さらに、原発停止による経済の悪影響を懸念している人たちがいます。原発を停止させることで火力発電の依存度が高まり、LNGの輸入量が増えて日本経済に悪影響が出るというのです。
実際に、2012年11月の貿易統計によると5カ月連続で大幅な貿易収支の赤字が続いています。それならば、日本政府は米国に対し、安価なシェールガスの輸入交渉をすべきです。日本の電力会社がLNGを高値で購入し続けていることについて、私は疑問を感じています。米国では、シェールガスが採掘できるようになったために、天然ガスの価格が大幅に下がっているにもかかわらず、なぜ日本は高値で買い続けなければならないのでしょうか。
私は、ここに電力会社や政府の思惑があると考えています。電力会社は、高値でLNGを購入しても、燃料コストのほぼすべてを電力料金に転嫁できるわけですから、電力会社にとっては燃料費の増加など、痛くも痒くもないわけです。

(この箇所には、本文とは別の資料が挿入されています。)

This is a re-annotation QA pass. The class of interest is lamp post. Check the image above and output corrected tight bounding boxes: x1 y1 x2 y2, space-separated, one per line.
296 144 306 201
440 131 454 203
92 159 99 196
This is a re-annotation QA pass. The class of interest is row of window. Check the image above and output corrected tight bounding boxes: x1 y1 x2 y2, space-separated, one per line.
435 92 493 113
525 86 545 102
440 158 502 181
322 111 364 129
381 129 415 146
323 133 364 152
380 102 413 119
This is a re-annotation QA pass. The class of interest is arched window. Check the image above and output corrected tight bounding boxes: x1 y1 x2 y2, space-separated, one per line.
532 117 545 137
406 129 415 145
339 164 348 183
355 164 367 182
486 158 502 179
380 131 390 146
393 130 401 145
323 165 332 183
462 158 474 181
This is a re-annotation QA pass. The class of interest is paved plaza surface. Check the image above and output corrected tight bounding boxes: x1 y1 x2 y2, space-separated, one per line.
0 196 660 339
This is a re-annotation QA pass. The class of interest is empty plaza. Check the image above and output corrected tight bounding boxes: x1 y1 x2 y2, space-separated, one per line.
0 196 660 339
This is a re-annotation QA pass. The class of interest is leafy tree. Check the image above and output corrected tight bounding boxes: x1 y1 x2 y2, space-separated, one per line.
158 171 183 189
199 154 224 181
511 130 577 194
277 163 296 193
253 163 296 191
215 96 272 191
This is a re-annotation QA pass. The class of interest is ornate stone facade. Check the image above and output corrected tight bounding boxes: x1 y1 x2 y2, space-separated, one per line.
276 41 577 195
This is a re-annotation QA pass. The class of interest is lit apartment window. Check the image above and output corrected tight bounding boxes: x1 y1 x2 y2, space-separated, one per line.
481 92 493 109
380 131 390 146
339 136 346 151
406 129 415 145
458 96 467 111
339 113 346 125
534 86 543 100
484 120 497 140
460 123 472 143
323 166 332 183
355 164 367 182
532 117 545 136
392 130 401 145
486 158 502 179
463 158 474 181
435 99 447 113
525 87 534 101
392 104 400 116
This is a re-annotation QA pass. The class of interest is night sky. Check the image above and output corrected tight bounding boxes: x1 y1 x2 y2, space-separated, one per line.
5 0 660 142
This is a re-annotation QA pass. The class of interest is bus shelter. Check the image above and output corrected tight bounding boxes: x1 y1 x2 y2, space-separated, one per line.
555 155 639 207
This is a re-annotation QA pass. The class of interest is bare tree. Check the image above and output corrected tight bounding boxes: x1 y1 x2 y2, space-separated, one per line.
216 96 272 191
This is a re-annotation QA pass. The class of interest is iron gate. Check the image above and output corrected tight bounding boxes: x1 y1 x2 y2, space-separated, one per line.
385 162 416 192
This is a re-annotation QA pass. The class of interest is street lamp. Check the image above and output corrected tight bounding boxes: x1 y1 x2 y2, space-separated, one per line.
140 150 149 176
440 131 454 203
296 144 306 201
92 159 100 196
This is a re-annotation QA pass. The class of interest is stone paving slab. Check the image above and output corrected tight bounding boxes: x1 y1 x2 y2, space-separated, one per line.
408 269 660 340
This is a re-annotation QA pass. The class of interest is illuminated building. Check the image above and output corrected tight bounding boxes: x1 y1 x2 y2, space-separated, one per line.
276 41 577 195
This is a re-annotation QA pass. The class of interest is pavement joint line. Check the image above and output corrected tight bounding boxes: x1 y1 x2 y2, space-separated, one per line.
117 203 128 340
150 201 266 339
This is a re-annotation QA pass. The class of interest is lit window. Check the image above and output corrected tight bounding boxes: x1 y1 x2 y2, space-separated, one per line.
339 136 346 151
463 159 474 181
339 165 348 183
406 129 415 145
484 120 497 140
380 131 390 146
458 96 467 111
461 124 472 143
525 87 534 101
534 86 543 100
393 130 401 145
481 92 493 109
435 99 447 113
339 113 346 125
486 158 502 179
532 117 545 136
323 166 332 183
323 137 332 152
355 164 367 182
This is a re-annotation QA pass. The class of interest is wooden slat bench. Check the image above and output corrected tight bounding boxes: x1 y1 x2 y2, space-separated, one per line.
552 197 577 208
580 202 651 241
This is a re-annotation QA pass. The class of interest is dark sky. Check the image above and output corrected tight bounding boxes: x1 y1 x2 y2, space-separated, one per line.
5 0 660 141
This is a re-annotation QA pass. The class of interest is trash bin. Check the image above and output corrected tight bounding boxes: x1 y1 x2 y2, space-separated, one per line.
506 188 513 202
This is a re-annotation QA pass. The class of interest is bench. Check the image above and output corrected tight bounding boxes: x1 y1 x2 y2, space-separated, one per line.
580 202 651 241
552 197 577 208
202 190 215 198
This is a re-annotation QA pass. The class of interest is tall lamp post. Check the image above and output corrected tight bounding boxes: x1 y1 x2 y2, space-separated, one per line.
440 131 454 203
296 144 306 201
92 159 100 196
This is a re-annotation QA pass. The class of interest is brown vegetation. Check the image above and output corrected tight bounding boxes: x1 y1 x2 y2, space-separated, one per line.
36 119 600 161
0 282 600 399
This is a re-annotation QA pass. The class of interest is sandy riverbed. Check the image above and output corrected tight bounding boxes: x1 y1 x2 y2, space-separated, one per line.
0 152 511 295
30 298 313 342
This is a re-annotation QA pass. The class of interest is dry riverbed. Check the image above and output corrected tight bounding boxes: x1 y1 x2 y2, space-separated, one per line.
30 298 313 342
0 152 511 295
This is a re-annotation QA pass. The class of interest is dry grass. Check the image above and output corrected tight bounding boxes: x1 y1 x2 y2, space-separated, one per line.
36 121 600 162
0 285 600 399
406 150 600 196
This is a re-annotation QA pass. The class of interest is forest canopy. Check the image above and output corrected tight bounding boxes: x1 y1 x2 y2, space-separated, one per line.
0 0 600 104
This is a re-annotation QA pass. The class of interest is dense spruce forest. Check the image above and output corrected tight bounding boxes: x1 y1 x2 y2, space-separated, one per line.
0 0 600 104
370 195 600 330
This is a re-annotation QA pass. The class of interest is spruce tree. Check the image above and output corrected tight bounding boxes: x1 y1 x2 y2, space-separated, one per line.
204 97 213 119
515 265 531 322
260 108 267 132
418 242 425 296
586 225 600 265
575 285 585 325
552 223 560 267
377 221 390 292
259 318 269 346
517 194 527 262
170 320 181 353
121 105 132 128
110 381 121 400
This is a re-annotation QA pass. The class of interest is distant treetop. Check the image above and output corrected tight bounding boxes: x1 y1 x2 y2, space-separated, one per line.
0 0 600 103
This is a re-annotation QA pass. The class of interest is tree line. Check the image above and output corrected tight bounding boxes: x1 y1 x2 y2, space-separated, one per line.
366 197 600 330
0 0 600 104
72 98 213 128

むしろ、それによって電力会社にメリットが生まれます。それは、電気料金の値上げによって電力使用量が減少し、電力不足の問題が解消するということが一つ。もう一つは、原発再稼働やむなしの声が広がることです。
先にも述べましたように、国益を考えるならば、政府は安価なシェールガスを購入できるよう、米国と交渉を急ぐべきだと思います。米国にとってシェールガスは戦略物資ですから、「日本がTPPに参加しない限りシェールガスの輸出はしない」と言っていますが、交渉することは可能なはずです。
日本は、世界で唯一の核被爆国なのです。さらに、今回の福島第一原発の事故によって、再び核による甚大な被害がもたらされてしまいました。私には「原発は安全だ。再稼働すべきだ」と確信を持って言えることはないと思います。すぐに全廃するのが難しくても、工夫をしながら、脱原発に向けての歩みを進めるべきだと思うのです。